Timbers groaned, a little way off in one direction, rising to a shriek and breaking off into dull, floor-shaking crashes. The greatfangs demolition crew were still at work.

Another crash, this one closer. Tomb indeed, brought right down on his head, if he didn't move.

Still coughing, Rod forced his eyes open and tried to sit up. The crashing he was hearing was coming from right there—and there, in this now-dimly-seen room, was a place where the wall was bulging outward as he watched.

To break, jaggedly, showering the room with fieldstones, mortar dust, and splintered wood that a moment ago had been paneling; a tumbling cloud of wreckage that fell away from a row of dark, curving knives that Rod recognized all too well as greatfangs talons.

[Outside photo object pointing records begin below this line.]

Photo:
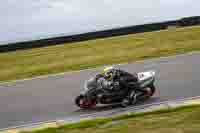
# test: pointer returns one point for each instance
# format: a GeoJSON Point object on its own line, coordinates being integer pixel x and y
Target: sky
{"type": "Point", "coordinates": [33, 19]}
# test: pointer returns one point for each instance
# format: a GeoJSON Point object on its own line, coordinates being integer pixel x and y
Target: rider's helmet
{"type": "Point", "coordinates": [108, 72]}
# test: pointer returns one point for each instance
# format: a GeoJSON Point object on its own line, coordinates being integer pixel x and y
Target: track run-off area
{"type": "Point", "coordinates": [52, 97]}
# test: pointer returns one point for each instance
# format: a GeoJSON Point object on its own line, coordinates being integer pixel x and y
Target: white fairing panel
{"type": "Point", "coordinates": [145, 75]}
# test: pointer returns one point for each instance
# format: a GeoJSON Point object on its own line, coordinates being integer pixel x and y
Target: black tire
{"type": "Point", "coordinates": [77, 100]}
{"type": "Point", "coordinates": [153, 89]}
{"type": "Point", "coordinates": [125, 102]}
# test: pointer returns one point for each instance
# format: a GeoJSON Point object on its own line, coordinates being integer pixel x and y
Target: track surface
{"type": "Point", "coordinates": [52, 97]}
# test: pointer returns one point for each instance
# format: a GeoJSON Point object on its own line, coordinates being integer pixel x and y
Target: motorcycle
{"type": "Point", "coordinates": [93, 93]}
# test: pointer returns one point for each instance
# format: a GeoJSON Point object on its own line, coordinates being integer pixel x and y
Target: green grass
{"type": "Point", "coordinates": [75, 56]}
{"type": "Point", "coordinates": [178, 120]}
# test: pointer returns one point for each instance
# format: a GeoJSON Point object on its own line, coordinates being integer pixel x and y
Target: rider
{"type": "Point", "coordinates": [118, 79]}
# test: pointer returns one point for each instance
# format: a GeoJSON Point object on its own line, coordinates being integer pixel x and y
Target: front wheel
{"type": "Point", "coordinates": [83, 103]}
{"type": "Point", "coordinates": [151, 90]}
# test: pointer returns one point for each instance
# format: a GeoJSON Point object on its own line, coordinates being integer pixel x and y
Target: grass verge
{"type": "Point", "coordinates": [75, 56]}
{"type": "Point", "coordinates": [178, 120]}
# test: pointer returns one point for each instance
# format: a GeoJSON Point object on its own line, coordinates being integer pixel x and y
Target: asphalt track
{"type": "Point", "coordinates": [52, 97]}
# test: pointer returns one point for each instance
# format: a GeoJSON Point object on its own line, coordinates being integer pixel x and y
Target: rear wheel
{"type": "Point", "coordinates": [83, 103]}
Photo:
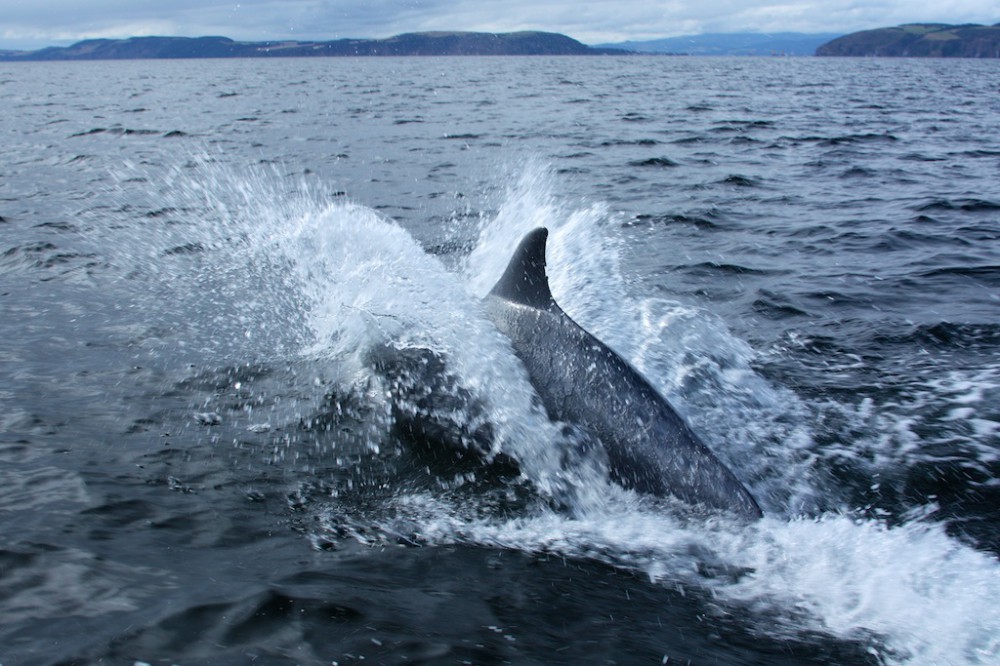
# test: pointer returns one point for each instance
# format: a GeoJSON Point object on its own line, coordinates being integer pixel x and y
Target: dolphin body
{"type": "Point", "coordinates": [583, 382]}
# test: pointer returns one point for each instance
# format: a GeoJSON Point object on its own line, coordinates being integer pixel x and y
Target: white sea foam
{"type": "Point", "coordinates": [915, 594]}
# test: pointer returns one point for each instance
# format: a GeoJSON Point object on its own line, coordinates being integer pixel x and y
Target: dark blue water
{"type": "Point", "coordinates": [199, 462]}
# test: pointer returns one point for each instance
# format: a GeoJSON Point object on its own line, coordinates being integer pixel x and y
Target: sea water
{"type": "Point", "coordinates": [201, 259]}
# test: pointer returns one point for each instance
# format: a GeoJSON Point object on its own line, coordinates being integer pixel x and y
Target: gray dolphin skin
{"type": "Point", "coordinates": [582, 382]}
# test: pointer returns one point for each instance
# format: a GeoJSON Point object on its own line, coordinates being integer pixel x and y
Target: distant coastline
{"type": "Point", "coordinates": [919, 40]}
{"type": "Point", "coordinates": [915, 40]}
{"type": "Point", "coordinates": [410, 44]}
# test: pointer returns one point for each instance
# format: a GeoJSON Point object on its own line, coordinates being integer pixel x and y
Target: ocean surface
{"type": "Point", "coordinates": [200, 261]}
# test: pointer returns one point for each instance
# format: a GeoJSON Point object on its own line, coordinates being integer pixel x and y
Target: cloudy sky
{"type": "Point", "coordinates": [36, 23]}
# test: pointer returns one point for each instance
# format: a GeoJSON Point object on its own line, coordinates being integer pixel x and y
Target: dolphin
{"type": "Point", "coordinates": [581, 381]}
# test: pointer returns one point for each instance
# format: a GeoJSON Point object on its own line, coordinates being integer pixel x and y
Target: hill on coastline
{"type": "Point", "coordinates": [919, 40]}
{"type": "Point", "coordinates": [732, 44]}
{"type": "Point", "coordinates": [410, 44]}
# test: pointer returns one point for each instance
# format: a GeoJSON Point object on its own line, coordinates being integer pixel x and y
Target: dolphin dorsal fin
{"type": "Point", "coordinates": [525, 281]}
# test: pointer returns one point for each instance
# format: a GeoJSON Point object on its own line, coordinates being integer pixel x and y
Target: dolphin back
{"type": "Point", "coordinates": [582, 381]}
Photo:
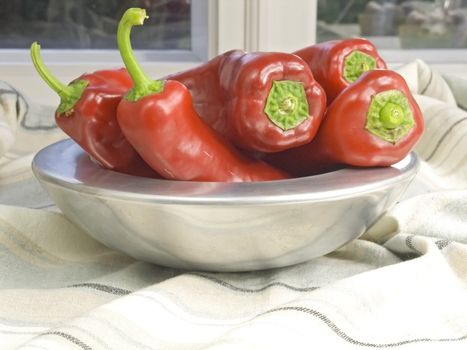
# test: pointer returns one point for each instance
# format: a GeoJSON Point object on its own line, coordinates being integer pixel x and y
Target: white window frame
{"type": "Point", "coordinates": [217, 26]}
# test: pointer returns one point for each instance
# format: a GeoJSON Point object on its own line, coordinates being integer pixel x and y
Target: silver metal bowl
{"type": "Point", "coordinates": [219, 226]}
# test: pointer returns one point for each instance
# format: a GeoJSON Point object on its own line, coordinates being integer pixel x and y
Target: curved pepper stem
{"type": "Point", "coordinates": [389, 116]}
{"type": "Point", "coordinates": [70, 94]}
{"type": "Point", "coordinates": [143, 85]}
{"type": "Point", "coordinates": [286, 105]}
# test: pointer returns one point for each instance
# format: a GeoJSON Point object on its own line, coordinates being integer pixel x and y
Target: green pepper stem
{"type": "Point", "coordinates": [287, 105]}
{"type": "Point", "coordinates": [61, 89]}
{"type": "Point", "coordinates": [69, 94]}
{"type": "Point", "coordinates": [142, 84]}
{"type": "Point", "coordinates": [391, 115]}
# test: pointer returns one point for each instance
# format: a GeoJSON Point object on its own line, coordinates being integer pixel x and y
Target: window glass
{"type": "Point", "coordinates": [92, 24]}
{"type": "Point", "coordinates": [393, 24]}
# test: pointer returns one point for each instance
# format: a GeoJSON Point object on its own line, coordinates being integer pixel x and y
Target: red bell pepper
{"type": "Point", "coordinates": [373, 122]}
{"type": "Point", "coordinates": [87, 114]}
{"type": "Point", "coordinates": [338, 63]}
{"type": "Point", "coordinates": [261, 101]}
{"type": "Point", "coordinates": [159, 120]}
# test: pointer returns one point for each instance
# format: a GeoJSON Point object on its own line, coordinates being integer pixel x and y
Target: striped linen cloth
{"type": "Point", "coordinates": [402, 285]}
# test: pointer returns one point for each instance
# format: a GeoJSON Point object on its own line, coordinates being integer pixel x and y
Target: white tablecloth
{"type": "Point", "coordinates": [401, 285]}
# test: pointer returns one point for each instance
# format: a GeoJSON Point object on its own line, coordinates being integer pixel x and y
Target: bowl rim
{"type": "Point", "coordinates": [65, 164]}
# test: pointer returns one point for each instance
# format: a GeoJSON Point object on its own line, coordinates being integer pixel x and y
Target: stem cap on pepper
{"type": "Point", "coordinates": [357, 63]}
{"type": "Point", "coordinates": [389, 116]}
{"type": "Point", "coordinates": [287, 105]}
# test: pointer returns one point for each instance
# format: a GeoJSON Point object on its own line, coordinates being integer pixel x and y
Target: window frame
{"type": "Point", "coordinates": [217, 26]}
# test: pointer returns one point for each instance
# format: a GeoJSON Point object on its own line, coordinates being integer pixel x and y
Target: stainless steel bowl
{"type": "Point", "coordinates": [219, 226]}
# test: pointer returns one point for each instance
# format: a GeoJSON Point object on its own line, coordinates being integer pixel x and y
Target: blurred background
{"type": "Point", "coordinates": [80, 35]}
{"type": "Point", "coordinates": [396, 24]}
{"type": "Point", "coordinates": [91, 24]}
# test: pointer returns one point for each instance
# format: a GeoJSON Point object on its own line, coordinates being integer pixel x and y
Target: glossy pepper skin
{"type": "Point", "coordinates": [159, 120]}
{"type": "Point", "coordinates": [87, 114]}
{"type": "Point", "coordinates": [203, 83]}
{"type": "Point", "coordinates": [373, 122]}
{"type": "Point", "coordinates": [260, 101]}
{"type": "Point", "coordinates": [338, 63]}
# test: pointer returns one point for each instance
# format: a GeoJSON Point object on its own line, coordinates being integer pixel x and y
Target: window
{"type": "Point", "coordinates": [92, 24]}
{"type": "Point", "coordinates": [400, 28]}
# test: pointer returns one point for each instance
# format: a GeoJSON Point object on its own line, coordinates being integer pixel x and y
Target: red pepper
{"type": "Point", "coordinates": [261, 101]}
{"type": "Point", "coordinates": [338, 63]}
{"type": "Point", "coordinates": [159, 120]}
{"type": "Point", "coordinates": [87, 113]}
{"type": "Point", "coordinates": [373, 122]}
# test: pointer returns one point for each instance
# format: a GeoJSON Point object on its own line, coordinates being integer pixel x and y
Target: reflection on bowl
{"type": "Point", "coordinates": [219, 226]}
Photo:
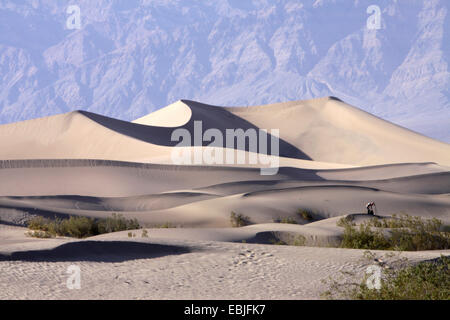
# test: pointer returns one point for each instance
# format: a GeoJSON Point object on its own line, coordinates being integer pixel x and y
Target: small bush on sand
{"type": "Point", "coordinates": [38, 234]}
{"type": "Point", "coordinates": [81, 227]}
{"type": "Point", "coordinates": [288, 220]}
{"type": "Point", "coordinates": [428, 280]}
{"type": "Point", "coordinates": [239, 220]}
{"type": "Point", "coordinates": [404, 233]}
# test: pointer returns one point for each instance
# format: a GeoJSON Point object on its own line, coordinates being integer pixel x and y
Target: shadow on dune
{"type": "Point", "coordinates": [97, 251]}
{"type": "Point", "coordinates": [212, 117]}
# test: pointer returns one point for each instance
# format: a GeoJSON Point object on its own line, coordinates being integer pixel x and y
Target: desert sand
{"type": "Point", "coordinates": [334, 158]}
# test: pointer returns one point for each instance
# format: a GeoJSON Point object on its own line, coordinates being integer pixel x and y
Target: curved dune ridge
{"type": "Point", "coordinates": [334, 159]}
{"type": "Point", "coordinates": [323, 130]}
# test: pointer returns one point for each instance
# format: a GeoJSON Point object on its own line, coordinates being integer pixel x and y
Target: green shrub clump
{"type": "Point", "coordinates": [305, 214]}
{"type": "Point", "coordinates": [428, 280]}
{"type": "Point", "coordinates": [239, 220]}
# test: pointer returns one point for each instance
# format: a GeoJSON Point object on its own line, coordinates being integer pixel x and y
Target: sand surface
{"type": "Point", "coordinates": [334, 158]}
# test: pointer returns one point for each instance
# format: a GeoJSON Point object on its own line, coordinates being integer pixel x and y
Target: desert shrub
{"type": "Point", "coordinates": [406, 233]}
{"type": "Point", "coordinates": [428, 280]}
{"type": "Point", "coordinates": [81, 227]}
{"type": "Point", "coordinates": [363, 238]}
{"type": "Point", "coordinates": [117, 222]}
{"type": "Point", "coordinates": [305, 214]}
{"type": "Point", "coordinates": [239, 220]}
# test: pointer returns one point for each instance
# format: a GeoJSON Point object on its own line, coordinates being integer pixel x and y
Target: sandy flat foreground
{"type": "Point", "coordinates": [178, 269]}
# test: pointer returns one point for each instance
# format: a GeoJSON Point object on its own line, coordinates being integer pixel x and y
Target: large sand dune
{"type": "Point", "coordinates": [334, 158]}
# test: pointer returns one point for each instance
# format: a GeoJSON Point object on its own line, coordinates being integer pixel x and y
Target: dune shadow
{"type": "Point", "coordinates": [97, 251]}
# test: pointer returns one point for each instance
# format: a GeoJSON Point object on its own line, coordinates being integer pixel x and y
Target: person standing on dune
{"type": "Point", "coordinates": [370, 206]}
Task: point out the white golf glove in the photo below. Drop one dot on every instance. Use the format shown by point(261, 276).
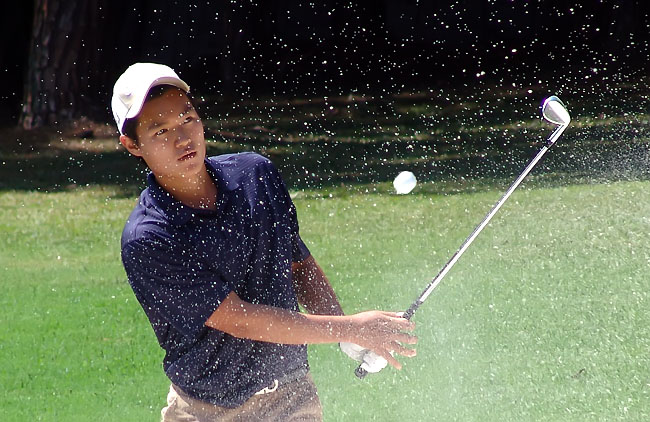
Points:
point(371, 361)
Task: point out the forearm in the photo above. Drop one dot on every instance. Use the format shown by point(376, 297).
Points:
point(379, 331)
point(314, 291)
point(265, 323)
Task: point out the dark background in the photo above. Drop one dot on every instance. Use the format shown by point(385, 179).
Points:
point(59, 59)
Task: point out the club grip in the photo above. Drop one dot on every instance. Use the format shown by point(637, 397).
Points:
point(360, 372)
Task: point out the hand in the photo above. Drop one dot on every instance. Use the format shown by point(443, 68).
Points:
point(382, 333)
point(371, 361)
point(354, 351)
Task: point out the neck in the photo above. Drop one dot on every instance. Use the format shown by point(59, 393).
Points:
point(195, 191)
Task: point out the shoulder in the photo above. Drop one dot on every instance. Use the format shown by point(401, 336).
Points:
point(146, 224)
point(239, 161)
point(243, 168)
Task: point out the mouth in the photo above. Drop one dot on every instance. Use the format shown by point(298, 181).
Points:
point(187, 156)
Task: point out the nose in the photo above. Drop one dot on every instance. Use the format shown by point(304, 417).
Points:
point(182, 137)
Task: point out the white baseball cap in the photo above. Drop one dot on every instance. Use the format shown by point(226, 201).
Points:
point(132, 87)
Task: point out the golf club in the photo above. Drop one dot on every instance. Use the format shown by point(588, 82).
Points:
point(553, 111)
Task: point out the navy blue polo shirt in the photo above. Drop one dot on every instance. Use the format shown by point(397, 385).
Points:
point(182, 262)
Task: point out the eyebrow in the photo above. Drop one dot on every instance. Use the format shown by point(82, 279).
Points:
point(188, 107)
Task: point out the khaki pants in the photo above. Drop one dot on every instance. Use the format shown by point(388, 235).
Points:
point(295, 401)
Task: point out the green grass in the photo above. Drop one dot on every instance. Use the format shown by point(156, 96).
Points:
point(544, 318)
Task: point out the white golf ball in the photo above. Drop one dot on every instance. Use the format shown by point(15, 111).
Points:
point(404, 182)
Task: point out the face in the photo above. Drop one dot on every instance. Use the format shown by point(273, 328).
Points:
point(170, 136)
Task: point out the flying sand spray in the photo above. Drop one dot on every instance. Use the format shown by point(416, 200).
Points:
point(553, 111)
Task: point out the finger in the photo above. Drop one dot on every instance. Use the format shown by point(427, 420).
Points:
point(390, 359)
point(403, 324)
point(405, 338)
point(403, 351)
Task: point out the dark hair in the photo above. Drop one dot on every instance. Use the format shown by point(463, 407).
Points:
point(130, 125)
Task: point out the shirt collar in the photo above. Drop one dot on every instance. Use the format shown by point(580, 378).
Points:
point(179, 213)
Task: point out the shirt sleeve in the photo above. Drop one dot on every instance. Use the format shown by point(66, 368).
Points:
point(299, 250)
point(171, 281)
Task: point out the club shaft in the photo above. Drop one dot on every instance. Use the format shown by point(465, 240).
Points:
point(456, 256)
point(360, 372)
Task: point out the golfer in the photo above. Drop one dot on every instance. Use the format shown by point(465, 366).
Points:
point(213, 253)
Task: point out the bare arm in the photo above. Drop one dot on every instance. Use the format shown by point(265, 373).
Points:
point(379, 331)
point(314, 291)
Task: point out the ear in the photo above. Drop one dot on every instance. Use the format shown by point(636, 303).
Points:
point(130, 145)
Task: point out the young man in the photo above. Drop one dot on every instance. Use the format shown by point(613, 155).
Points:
point(213, 254)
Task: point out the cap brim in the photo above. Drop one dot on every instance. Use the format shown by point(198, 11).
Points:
point(142, 94)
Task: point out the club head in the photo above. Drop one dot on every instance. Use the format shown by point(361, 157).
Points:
point(554, 111)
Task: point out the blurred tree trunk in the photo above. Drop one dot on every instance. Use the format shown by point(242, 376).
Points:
point(63, 36)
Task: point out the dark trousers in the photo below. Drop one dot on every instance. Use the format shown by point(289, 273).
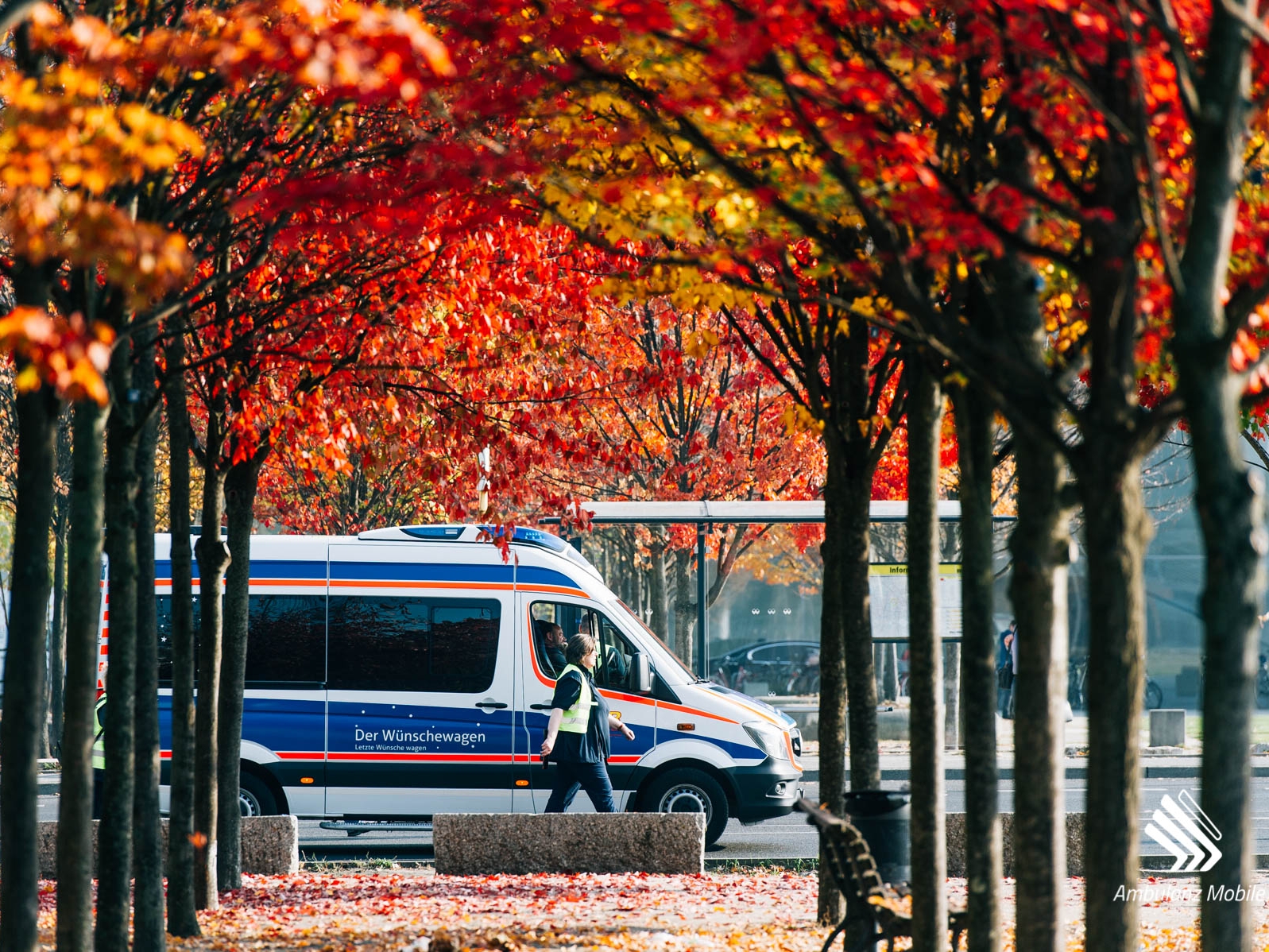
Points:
point(98, 792)
point(590, 777)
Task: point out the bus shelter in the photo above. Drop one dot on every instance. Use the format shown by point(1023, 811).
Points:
point(706, 514)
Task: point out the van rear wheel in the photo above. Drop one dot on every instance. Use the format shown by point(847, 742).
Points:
point(255, 799)
point(687, 791)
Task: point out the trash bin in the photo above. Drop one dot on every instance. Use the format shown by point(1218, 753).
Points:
point(884, 820)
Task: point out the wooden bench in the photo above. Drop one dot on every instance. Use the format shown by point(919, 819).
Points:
point(853, 869)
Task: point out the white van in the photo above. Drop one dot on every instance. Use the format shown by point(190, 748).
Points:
point(400, 673)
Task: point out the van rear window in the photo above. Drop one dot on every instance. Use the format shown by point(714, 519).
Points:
point(286, 640)
point(384, 643)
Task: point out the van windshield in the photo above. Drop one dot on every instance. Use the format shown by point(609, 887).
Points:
point(678, 671)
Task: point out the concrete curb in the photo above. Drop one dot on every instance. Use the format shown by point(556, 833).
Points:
point(1073, 772)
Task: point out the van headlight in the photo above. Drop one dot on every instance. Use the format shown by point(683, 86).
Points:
point(768, 737)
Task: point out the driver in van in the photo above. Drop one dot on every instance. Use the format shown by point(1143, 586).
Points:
point(554, 645)
point(578, 733)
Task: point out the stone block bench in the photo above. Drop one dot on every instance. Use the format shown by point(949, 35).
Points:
point(956, 845)
point(469, 845)
point(270, 846)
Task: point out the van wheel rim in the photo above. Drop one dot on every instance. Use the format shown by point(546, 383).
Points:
point(248, 803)
point(686, 799)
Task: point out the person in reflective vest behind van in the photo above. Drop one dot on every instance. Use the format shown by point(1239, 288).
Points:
point(98, 756)
point(578, 733)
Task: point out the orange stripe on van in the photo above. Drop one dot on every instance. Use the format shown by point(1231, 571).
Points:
point(397, 758)
point(697, 712)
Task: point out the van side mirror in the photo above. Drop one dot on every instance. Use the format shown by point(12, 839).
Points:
point(642, 674)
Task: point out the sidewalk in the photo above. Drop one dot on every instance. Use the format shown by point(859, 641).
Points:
point(897, 767)
point(1155, 762)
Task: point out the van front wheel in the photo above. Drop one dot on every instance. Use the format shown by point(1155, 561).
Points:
point(687, 791)
point(255, 799)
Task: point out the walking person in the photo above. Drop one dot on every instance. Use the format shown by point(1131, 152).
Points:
point(99, 757)
point(578, 731)
point(1005, 669)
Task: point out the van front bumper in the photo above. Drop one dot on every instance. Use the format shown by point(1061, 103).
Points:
point(765, 791)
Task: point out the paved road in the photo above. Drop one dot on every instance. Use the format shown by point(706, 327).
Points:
point(786, 838)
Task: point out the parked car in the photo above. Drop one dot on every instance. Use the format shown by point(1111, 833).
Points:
point(772, 668)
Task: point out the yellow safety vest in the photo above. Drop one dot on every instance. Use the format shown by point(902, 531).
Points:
point(578, 716)
point(98, 737)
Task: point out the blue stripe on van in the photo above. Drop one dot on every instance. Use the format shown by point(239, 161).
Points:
point(277, 724)
point(439, 571)
point(264, 569)
point(393, 571)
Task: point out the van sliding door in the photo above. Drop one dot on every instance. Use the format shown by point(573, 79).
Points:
point(419, 684)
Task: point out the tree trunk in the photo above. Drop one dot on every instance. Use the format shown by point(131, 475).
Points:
point(83, 617)
point(1230, 503)
point(57, 631)
point(114, 833)
point(684, 610)
point(1118, 531)
point(1041, 548)
point(926, 671)
point(149, 932)
point(845, 648)
point(182, 917)
point(658, 594)
point(25, 664)
point(214, 559)
point(982, 858)
point(240, 486)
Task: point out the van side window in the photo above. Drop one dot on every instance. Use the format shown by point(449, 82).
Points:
point(556, 621)
point(386, 643)
point(286, 639)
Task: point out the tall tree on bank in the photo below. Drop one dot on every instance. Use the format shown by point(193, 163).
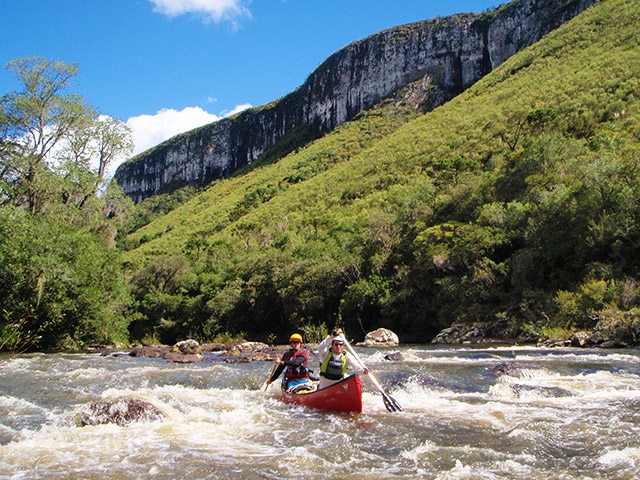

Talons now sweeping across the room at him, even as a scaly and sinuous neck looped in the air above, to bring one cruel eye to peer in at him.

Sighing out a curse, Rod Everlar stared back at it and made a rude gesture before hurling himself into a frantic roll again.

He was heading for the unseen, unknown far end of the room— but he was really just striving to get away.

It was all happening so fast.

The talons swerved toward him, the body of the greatfangs blotted out all light, and Rod tried to console himself with the thought that the beast was flying overhead; it would be past and gone in another moment.

The trick would be living through that moment.